🤖 AI Summary
This work addresses the high computational load, frequent memory accesses, and challenges in real-time low-power deployment of contrast maximization (CMAX) on edge devices, which stem from its iterative warp-and-accumulate pipeline. To overcome these limitations, the authors propose a hardware-software co-designed edge processor centered around memory efficiency. The architecture integrates tiled parallel memory organization, a downsample-coupled accumulation structure, and a runtime adaptive coarse-to-fine scheduling strategy to enable efficient CMAX acceleration on FPGA. Experimental results on a 200 MHz prototype demonstrate that, compared to a fixed scheduling scheme, the proposed approach achieves up to a 19% improvement in motion estimation accuracy, a 53.3% reduction in processing latency, 42% fewer effective memory accesses, and a 52.2% decrease in system energy consumption.
📝 Abstract
Contrast maximization (CMAX) is a direct geometric framework for event-based motion estimation, but its iterative warp-and-accumulate pipeline incurs input-dependent computation and frequent memory accesses, challenging real-time, low-power edge deployment. We present CMAX-CAMEL, a coarse-to-fine adaptive, memory-efficient, low-power edge processor for CMAX. CMAX-CAMEL combines a runtime-adaptive execution strategy with a memory-centric processor architecture. It adjusts coarse-to-fine execution according to the observed event distribution, prioritizing stages likely to improve estimation accuracy while suppressing low-value iterations and unnecessary stage transitions. Architecturally, a banked parallel memory organization sustains real-time throughput while reducing latency, and a subsampling-coupled accumulation structure lowers memory-access activity along the warp-and-accumulate dataflow.
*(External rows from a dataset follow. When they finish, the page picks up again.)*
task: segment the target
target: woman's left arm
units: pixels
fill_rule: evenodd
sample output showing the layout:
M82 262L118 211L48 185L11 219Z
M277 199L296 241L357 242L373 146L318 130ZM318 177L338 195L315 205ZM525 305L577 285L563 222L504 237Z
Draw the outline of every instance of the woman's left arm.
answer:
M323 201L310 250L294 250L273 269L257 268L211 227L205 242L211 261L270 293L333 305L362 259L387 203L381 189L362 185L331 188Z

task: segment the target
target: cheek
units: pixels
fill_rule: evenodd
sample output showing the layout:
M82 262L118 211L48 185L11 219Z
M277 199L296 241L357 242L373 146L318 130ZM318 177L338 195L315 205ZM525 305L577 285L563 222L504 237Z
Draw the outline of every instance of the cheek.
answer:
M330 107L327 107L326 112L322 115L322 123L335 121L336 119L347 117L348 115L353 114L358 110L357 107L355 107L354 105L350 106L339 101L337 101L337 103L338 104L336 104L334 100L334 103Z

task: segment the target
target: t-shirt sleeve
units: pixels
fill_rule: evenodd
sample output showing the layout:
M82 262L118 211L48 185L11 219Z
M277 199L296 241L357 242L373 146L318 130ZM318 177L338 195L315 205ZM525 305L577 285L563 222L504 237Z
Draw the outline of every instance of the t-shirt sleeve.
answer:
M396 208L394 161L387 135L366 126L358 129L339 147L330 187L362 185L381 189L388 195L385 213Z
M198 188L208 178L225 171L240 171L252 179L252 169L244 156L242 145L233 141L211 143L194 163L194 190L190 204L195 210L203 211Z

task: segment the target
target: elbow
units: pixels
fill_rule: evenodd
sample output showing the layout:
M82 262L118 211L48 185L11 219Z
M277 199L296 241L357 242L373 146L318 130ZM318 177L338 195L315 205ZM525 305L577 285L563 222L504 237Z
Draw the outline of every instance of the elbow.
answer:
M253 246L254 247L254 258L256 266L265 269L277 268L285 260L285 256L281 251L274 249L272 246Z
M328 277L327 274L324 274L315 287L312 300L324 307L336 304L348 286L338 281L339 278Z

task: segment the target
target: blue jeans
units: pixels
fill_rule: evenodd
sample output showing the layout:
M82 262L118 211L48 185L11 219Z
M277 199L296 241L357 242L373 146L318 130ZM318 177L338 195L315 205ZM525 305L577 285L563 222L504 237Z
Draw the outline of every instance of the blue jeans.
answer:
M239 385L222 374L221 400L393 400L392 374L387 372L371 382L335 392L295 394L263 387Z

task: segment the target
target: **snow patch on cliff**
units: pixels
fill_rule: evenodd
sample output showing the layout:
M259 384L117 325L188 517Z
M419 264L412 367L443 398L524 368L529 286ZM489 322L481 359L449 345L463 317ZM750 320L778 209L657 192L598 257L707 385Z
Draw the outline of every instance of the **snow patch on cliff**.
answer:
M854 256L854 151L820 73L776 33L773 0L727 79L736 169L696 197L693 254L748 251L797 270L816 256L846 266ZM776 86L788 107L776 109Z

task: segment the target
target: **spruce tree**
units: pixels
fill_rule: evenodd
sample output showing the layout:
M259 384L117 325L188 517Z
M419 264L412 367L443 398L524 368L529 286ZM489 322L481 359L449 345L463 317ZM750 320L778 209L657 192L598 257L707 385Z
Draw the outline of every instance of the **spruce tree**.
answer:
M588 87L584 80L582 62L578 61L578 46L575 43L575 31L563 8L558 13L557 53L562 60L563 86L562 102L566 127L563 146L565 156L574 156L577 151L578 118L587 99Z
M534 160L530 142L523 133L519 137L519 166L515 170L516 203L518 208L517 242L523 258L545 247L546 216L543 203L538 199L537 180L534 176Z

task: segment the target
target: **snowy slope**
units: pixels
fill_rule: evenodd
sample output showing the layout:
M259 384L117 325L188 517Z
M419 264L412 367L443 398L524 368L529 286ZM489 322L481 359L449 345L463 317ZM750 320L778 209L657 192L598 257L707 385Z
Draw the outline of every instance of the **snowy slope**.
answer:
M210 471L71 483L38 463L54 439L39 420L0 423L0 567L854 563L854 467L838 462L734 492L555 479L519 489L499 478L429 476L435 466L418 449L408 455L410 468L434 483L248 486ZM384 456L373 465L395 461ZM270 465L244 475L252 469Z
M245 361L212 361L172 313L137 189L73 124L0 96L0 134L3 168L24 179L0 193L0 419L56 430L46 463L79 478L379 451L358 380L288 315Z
On a Virtex FPGA prototype operating at 200 MHz, CMAX-CAMEL improves estimation accuracy by up to 19% over fixed coarse-to-fine schedules, reduces processing latency by 53.3%, lowers effective memory accesses by 42%, and cuts total system energy by 52.2%, including adaptation overheads. These results show that CMAX-CAMEL is an HW-SW co-design that co-optimizes execution policy and data movement for real-time, low-power event-based motion estimation at the edge.